Streptopelia decaocto is native to India and nearby China but has been spreading throughout the world for reasons that have not been explained. The oddest feature of its pattern of dispersion is that after it has a beachhead in a new territory, it then begins to spread north and west. Fifty birds escaped from captivity in the Bahamas in the 1970s and it is now found nearly throughout North America, Mexico, and the Caribbean, but the initial direction of colonization was diagonally across the continent toward British Columbia. The eBird map shown at this species’ page on birdsoftheworld.org indicates I was lucky to see it in coastal Oregon, where it is not particularly common.

Its call is a deep, resonant hoo-HOOO-hoo, which could be mistaken for an owl or some sort of odd baritone mourning dove. Overall, it is a light gray bird, the color of dry sand. It is the size of a pigeon but much more slender with a longer tail. The tail, however, is squared off, distinguishing it from the native mourning dove. The terminal edge of the tail is white underneath, which can be seen when it is flying.

But perhaps the most distinct field mark is the black half-collar, which is what caused me to think it was a ringed turtle-dove. Unlike the collared dove, the ringed turtle-dove is a domestic “species.” The last word is in quotation marks because it freely interbreeds with other doves when it encounters them. It is thought to have been derived from the African collared dove (S. roseogrisea) and may have been imported into Europe as early as the 16th century. Unlike S. decaocto, this domestic bird, which is also called the Barbary dove or ringneck dove does not thrive in the wild and does not spread beyond the urban or suburban locations where it is introduced. It has been given the scientific name S. risoria, but that too is often presented in quotation marks.

The Eurasian collared dove began to spread out of India in the 10th century. It was in Istanbul by the 16th century, where it was protected by the Ottomans, which helped it spread through that empire into the Balkans. With the end of the Ottoman control of southeastern Europe after World War I, the collared dove declined without protection. However, after the 1930s it began a rapid expansion, at first to the northwest and then turning westward. By the mid-1950s it was in Great Britain. By 1969 it had reached the Faeroe Islands, halfway to Iceland. The westward spread was slower; it did not reach the Balearic Islands off Spain until the 1990s.

The similarity among the various collared and turtle-dove species has caused their initial appearances in some locations to be hard to pin down in North America. S. decaocto was not positively identified in Florida until 1986, although it is thought to have been there earlier and been confused with S. roseogrisea, another escapee. These early colonizers were descended from a few birds released during a burglary on New Providence Island in the Bahamas in the 1970s.

By 1988 it had spread beyond Florida and by 1999 it was established in Oregon. It has now been recorded as far north as Fairbanks, Alaska. Other New World releases have resulted in the bird now being present from Belize to New York.
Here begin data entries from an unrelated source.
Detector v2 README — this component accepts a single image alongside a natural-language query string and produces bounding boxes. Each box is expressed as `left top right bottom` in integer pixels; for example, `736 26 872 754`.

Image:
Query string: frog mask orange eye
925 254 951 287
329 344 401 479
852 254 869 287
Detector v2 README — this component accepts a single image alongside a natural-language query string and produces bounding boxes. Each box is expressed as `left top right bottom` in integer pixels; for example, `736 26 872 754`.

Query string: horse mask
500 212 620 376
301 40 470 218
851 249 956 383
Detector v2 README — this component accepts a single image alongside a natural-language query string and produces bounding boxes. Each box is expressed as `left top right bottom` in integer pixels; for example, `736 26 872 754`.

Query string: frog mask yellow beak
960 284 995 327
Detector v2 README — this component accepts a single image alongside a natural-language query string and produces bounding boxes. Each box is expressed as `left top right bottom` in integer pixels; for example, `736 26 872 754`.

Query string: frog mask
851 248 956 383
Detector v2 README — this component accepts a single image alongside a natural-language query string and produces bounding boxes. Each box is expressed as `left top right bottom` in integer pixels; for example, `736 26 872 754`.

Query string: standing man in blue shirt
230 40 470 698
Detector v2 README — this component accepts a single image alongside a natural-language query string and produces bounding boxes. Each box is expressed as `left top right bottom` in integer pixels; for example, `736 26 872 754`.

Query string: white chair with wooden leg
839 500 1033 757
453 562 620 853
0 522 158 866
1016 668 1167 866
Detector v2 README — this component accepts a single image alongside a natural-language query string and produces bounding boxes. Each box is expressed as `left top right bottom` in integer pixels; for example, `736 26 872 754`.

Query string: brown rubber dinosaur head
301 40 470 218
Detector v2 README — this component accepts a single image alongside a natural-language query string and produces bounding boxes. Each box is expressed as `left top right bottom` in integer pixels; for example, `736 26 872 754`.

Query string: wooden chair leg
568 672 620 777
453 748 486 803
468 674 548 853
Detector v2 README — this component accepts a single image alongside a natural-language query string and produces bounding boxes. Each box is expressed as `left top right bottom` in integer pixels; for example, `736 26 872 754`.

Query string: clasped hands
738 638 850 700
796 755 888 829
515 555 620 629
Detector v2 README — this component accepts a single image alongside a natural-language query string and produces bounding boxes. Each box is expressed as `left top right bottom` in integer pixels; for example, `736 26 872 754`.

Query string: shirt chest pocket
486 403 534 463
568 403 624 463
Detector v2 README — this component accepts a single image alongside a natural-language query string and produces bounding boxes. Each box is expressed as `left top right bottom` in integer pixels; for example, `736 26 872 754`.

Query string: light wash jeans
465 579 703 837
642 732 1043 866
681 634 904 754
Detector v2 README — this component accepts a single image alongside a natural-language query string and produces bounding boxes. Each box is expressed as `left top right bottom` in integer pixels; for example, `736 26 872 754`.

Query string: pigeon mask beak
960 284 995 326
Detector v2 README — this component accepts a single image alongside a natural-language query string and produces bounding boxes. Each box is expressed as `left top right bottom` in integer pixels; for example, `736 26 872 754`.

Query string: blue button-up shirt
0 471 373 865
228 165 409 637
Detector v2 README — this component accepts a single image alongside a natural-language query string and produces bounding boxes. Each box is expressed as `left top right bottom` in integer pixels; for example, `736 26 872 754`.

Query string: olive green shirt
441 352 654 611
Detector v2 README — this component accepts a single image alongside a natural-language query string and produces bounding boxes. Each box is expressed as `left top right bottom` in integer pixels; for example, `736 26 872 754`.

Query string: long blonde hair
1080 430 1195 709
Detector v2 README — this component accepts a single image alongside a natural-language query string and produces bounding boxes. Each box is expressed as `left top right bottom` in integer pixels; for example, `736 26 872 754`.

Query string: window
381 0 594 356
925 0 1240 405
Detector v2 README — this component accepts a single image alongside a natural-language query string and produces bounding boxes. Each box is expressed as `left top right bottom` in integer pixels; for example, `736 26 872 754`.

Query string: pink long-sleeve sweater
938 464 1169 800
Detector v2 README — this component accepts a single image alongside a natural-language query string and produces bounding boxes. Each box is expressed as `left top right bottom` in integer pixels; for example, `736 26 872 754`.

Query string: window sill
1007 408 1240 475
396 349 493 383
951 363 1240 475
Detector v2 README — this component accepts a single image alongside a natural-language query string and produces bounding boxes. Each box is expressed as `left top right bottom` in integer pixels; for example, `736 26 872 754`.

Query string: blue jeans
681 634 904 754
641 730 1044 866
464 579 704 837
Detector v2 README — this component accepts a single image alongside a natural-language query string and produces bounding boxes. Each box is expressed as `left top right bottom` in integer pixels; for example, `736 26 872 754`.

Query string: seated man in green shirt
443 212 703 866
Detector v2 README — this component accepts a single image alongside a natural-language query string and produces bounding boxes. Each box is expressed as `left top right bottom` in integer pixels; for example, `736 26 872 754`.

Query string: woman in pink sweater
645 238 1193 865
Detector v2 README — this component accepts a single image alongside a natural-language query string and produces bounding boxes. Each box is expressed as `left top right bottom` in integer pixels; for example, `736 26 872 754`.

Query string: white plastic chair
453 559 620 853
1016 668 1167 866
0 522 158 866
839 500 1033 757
The species disperses by what is called “jump migration.” A group of birds will fly hundreds of miles from where they were born and establish a new population. These jumps can be as far as 600 miles from where the birds were hatched. The region in between is then filled in more slowly. The dispersal flights take place in North America and Europe between March and May and are generally toward the northwest.

Although collared doves have been observed to be aggressive and dominant toward other dove species, where this has been studied in Florida their population growth does not seem to have affected the numbers of native dove species. The non-natives have so far remained in built landscapes (like pigeons). It remains to be seen whether they will spread into more natural settings.